This is actually a really interesting topic (one which I think about a lot, because I am a male novelist!) however the conclusions Ash draws are totally ass backwards, and actually serve as a perfect example of why the same people currently whining about this problem are the ones who caused it.

By Ash Sarkar

Who apparently also writes for the Guardian, a commie rag of a newspaper that will not rest until it sucks all the fun out of books, so none of what she says next is a shocking twist.    

It’s bedtime, and me and my boyfriend are comparing notes on what we’re reading. I flick through the tomes on his e-reader; it’s science fiction, politics, or politics in space.

Uh oh.
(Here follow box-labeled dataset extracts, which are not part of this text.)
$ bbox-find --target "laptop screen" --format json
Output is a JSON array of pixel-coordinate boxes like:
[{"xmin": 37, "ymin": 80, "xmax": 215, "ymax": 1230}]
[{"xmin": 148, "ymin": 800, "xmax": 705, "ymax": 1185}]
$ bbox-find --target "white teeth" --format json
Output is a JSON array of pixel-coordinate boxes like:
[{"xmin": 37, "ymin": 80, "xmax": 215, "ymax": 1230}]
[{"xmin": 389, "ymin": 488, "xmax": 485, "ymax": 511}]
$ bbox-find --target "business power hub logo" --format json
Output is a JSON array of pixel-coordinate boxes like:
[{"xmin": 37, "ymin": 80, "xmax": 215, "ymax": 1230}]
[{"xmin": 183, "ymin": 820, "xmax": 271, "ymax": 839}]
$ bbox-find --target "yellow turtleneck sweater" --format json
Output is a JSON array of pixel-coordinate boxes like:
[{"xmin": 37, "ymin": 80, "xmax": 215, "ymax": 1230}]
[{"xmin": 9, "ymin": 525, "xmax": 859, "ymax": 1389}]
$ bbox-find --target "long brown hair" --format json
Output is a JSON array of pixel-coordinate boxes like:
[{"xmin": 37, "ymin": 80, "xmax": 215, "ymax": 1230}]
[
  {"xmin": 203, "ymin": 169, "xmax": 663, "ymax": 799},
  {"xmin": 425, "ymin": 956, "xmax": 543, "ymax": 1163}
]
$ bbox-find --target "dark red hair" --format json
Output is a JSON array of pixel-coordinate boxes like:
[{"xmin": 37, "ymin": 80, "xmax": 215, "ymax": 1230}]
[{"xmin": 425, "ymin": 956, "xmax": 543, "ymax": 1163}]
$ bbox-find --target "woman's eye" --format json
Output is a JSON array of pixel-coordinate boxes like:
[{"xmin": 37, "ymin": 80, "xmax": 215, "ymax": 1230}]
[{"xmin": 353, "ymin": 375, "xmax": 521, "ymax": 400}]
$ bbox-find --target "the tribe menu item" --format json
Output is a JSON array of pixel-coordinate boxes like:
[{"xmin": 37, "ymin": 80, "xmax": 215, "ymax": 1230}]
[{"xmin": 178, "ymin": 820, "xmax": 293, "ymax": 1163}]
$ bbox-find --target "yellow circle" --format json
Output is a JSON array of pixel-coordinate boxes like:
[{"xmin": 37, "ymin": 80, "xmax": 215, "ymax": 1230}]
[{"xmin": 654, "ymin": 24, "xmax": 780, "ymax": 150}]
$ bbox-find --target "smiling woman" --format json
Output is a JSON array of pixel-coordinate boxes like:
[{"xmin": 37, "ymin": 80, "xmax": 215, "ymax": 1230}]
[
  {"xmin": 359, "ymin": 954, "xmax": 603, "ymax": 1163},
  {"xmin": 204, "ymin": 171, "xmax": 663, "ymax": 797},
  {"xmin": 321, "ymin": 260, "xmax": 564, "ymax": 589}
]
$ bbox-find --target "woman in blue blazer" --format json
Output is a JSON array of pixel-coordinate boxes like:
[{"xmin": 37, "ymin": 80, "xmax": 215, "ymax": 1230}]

It sounds like somebody is having wrong fun.

He’s halfway through Kim Stanley Robinson, following hot on the heels of China Mieville, Vincent Bevins, and Ursula K. Le Guin.

Robinson and Mieville are talented, but not my thing. I don’t know Bevins. I’ve enjoyed the Le Guin I’ve read. Luckily her boyfriend wasn’t reading something really trashy, like a Larry Correia novel. She would have dumped him on the spot.

He peers over at the pages of my Jane Austen, and wrinkles his nose. “It’s all chitter-chatter.” I ask him to explain what he means. “Well, there’s just a lot of talking.”

As opposed to all the many other common definitions of chitter-chatter…

He hunkers back down with the expanse of Red Mars and leaves me in the drawing rooms of Mansfield Park.

Because a book from 1814 consisting of a poor girl’s conversations with her richer cousins is inherently superior to a lesser book about pioneers colonizing a planet. Why? Shut up, Ash explained.

It’s not that he’s a protein-powder-where-a-brain-should-be bro.

Because you know, vapid stuff like the challenges of growing crops on an alien planet with different gravity are the kind of topics enjoyed by big dumb idiots. Grog smash. Grog like to ponder orbital mechanics.

Indeed, he bears all the hallmarks of a fully reconstructed man: NTS on the radio, bell hooks on the shelf,

I don’t know what any of those things are, and I am fine with that.

a yoga membership used at least thrice-weekly.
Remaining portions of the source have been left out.